First impressions are lasting ones
At the outset, let me say that I’m not knocking anyone or belittling the efforts that have been made in this country to try to improve our travel experiences from a technological and infrastructural point of view but one area we do need to work on, which I did not specifically mention before is our international airports. The old adage that first impressions are lasting ones applies as much to travel as to individuals and after recent trips I cannot help but compare the airport experience here with that of travelling to other destinations.
Most of Europe, the UK, Canada and the USA have excellent, modern landing entrances to airports which are generally first class. The walk to the connecting flights or passport areas is often made easy by long conveyers that give one the option to enjoy the exercise or be effortlessly transported – and in the security and passport areas, many destinations are now highly modernised with equipment that makes passing through as painless as possible. Yes, it is true that most airports around the world will have slow processing queues when systems are offline and there are airport services on a go-slow, but these are largely the exception rather than the norm. One thing for sure is that there is no amount of technology that can replace an appropriately staffed service counter!
Having usually passed effortlessly to the baggage claim area it appears that the baggage handling issues have all been solved and baggage is generally on time and seldom tampered with. Not only is the experience good when arriving but when boarding too most airports have fast pass queues so that first and business-class passengers board first and other passengers are assigned a certain zone in the aircraft and asked to board accordingly. All this makes for streamlining and time-saving.
Issues that can be avoided with effort
The issue with SA airports is not so much that we don’t have these things in place (or at least have tried to) but the experience can be quite chaotic and anything but organised. We have the fast pass queue or boarding, for example, but due to poor organisation and technical equipment not working properly it is sometimes better to just go along with any queue. With regard to the landing experience, we also sometimes experience delays in getting the correct set of stairs to the incoming flight.

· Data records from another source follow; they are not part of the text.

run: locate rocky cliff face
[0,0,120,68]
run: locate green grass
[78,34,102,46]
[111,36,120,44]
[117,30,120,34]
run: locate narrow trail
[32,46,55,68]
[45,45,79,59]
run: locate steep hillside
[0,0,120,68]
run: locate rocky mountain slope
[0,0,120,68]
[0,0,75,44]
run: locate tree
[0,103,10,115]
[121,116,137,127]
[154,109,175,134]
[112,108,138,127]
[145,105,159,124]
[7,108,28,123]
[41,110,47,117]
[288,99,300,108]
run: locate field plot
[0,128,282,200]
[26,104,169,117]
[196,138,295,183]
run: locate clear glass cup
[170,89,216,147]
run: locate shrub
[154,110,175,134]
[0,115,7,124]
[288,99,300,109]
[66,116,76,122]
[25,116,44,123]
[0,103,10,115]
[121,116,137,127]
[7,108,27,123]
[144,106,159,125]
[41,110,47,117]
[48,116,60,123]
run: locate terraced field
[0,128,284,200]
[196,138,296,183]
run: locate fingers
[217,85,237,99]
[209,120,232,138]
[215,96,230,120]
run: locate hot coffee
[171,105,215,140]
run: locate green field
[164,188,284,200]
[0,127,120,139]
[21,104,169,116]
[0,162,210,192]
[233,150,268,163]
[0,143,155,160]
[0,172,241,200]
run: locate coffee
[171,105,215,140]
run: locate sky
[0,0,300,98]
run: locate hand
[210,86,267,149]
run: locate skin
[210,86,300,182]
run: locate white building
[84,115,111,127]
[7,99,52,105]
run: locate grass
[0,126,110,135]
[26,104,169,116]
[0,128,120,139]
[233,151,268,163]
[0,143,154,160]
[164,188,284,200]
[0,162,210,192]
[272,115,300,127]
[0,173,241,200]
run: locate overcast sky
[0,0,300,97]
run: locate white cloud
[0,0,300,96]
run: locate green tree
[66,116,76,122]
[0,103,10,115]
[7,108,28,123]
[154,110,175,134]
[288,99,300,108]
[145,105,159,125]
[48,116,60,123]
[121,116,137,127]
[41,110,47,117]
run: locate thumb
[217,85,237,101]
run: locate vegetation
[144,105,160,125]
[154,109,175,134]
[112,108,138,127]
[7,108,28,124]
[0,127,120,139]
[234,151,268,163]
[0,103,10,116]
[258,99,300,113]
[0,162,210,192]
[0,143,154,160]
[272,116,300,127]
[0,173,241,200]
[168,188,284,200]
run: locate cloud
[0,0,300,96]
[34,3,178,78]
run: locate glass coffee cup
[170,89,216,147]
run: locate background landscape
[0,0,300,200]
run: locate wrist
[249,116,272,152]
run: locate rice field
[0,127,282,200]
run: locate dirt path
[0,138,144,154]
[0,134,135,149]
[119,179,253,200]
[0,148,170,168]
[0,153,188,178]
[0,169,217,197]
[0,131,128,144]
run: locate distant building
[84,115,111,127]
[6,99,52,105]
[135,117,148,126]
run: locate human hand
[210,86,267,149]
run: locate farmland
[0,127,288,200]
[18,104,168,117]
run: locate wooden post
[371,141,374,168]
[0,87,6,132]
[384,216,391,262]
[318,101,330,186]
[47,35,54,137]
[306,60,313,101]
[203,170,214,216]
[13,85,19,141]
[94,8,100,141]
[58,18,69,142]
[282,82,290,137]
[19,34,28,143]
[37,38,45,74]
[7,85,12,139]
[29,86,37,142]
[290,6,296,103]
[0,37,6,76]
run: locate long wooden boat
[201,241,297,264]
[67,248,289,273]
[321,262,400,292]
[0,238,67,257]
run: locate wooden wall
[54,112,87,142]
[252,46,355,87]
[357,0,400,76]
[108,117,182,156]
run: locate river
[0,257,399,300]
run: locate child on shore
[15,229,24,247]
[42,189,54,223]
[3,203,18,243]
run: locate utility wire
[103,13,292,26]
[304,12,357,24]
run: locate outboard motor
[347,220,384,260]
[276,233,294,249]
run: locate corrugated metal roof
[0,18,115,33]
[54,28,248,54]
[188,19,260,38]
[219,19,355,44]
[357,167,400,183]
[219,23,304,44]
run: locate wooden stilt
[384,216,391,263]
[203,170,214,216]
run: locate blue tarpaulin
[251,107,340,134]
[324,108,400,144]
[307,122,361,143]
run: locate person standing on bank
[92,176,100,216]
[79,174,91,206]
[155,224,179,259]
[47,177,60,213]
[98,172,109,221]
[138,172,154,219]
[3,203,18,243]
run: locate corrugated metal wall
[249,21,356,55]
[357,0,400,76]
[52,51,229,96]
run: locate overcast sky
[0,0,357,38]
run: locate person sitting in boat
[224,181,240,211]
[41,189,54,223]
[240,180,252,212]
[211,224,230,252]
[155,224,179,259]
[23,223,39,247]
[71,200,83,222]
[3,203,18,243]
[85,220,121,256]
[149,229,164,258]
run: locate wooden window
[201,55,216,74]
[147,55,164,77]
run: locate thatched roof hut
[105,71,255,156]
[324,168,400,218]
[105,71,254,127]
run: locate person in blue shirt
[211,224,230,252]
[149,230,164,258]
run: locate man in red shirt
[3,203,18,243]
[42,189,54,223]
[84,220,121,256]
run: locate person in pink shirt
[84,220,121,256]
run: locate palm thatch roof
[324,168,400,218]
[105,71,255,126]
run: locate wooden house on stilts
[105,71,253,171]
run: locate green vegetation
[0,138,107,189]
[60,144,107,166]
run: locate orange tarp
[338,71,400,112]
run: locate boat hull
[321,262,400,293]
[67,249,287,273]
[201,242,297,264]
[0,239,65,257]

Awareness and effort can keep us on top
There is no doubt that SA has the infrastructure and the technical expertise to get these things right and compete favourably on a global level. We also have a couple of high-class airports but we need to be made aware that we have issues in this area and accordingly make a little more effort to coordinate things correctly. This is why with all the admiration in the world that I have for everyone in this industry who so valiantly fought the COVID menace and worked so hard to get us back into the global playing field – let’s keep playing together as a team (as I’m sure Babs Hoffman would say) and not drop the ball now!